Neste momento tenso, o confinamento nas cidades palestinas e a ausência de tráfego palestino nas principais estradas facilitam o controle da área pelos militares. E, como subproduto, atualizam a disposição e o plano dos líderes religiosos sionistas de fazer desaparecer os palestinos.

Os moradores dizem que cada pequena reunião de alguns jovens manifestantes perto dos postos de controle atrai fogo mais pesado do que no passado. Colonos armados foram vistos em prática de tiro na segunda-feira na área de Tulkarm, perto de um posto de controle cujos soldados estão ausentes.

Um vídeo publicado pelos colonos descrevendo as armas e munições atribuídas a eles só aumentou os temores dos palestinos de serem ainda mais abandonados aos planos mal disfarçados dos civis israelenses que controlam suas vidas.

Amira Hass é uma jornalista e autora israelense que mora atual em Ramallah.
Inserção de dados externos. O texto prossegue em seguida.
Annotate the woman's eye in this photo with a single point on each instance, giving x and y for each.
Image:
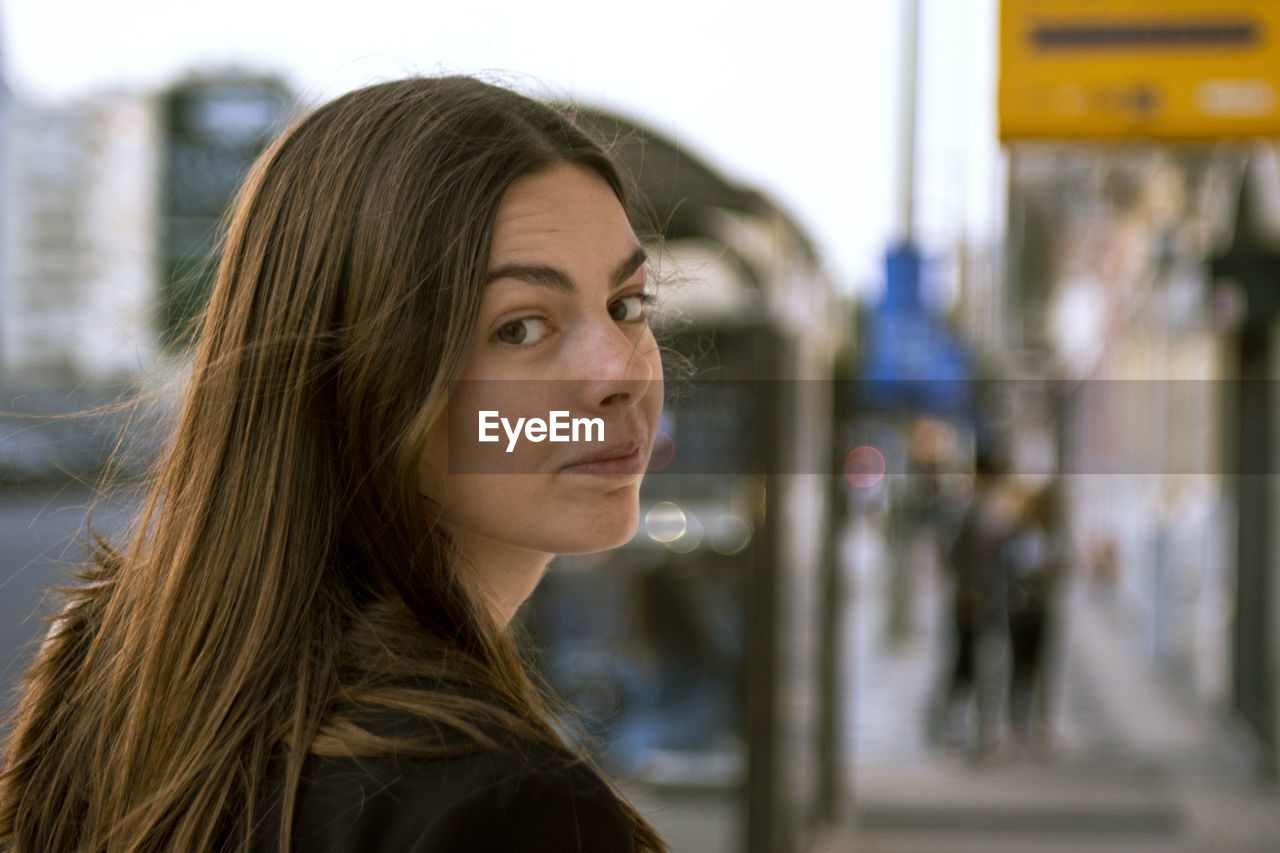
(524, 332)
(630, 309)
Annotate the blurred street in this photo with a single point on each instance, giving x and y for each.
(1133, 765)
(39, 546)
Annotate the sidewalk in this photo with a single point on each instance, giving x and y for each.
(1133, 767)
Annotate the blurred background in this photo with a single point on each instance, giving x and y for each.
(960, 533)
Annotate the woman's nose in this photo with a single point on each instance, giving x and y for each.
(617, 368)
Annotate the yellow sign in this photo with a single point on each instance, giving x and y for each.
(1164, 69)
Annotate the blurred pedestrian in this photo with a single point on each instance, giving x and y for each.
(306, 642)
(1033, 559)
(977, 606)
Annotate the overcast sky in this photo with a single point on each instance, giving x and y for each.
(799, 100)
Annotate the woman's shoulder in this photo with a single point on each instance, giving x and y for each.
(522, 797)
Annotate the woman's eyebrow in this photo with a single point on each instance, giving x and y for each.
(544, 276)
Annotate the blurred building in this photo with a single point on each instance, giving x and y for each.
(108, 233)
(78, 281)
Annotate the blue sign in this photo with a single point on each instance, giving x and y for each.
(912, 360)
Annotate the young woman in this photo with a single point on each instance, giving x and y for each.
(305, 643)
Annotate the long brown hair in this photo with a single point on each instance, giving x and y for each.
(280, 575)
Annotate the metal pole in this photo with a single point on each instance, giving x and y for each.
(906, 183)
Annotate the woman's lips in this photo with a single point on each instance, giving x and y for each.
(621, 461)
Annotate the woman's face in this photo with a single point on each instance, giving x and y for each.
(562, 328)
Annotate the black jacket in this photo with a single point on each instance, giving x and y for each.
(526, 799)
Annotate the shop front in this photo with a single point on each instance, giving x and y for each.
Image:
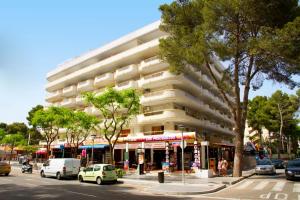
(156, 152)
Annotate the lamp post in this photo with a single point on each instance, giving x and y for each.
(93, 136)
(181, 127)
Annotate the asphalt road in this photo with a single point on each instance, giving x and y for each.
(260, 187)
(32, 186)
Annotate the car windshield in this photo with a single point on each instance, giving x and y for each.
(108, 168)
(264, 162)
(294, 164)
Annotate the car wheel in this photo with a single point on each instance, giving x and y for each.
(99, 181)
(43, 174)
(58, 176)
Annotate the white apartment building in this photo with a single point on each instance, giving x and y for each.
(191, 99)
Filha de dois sobreviventes do holocausto, é conhecida por seu jornalismo investigativo e sua cobertura crítica das questões relacionadas ao conflito israelense-palestino. Ela escreve para o jornal israelense Haaretz,[2] onde é colunista e também atuou como correspondente diretamente dos territórios palestinos ocupados por Israel, sendo uma voz proeminente que oferece perspectivas sobre a vida nas áreas palestinas ocupadas, bem como sobre as políticas e questões humanitárias relacionadas a esse conflito.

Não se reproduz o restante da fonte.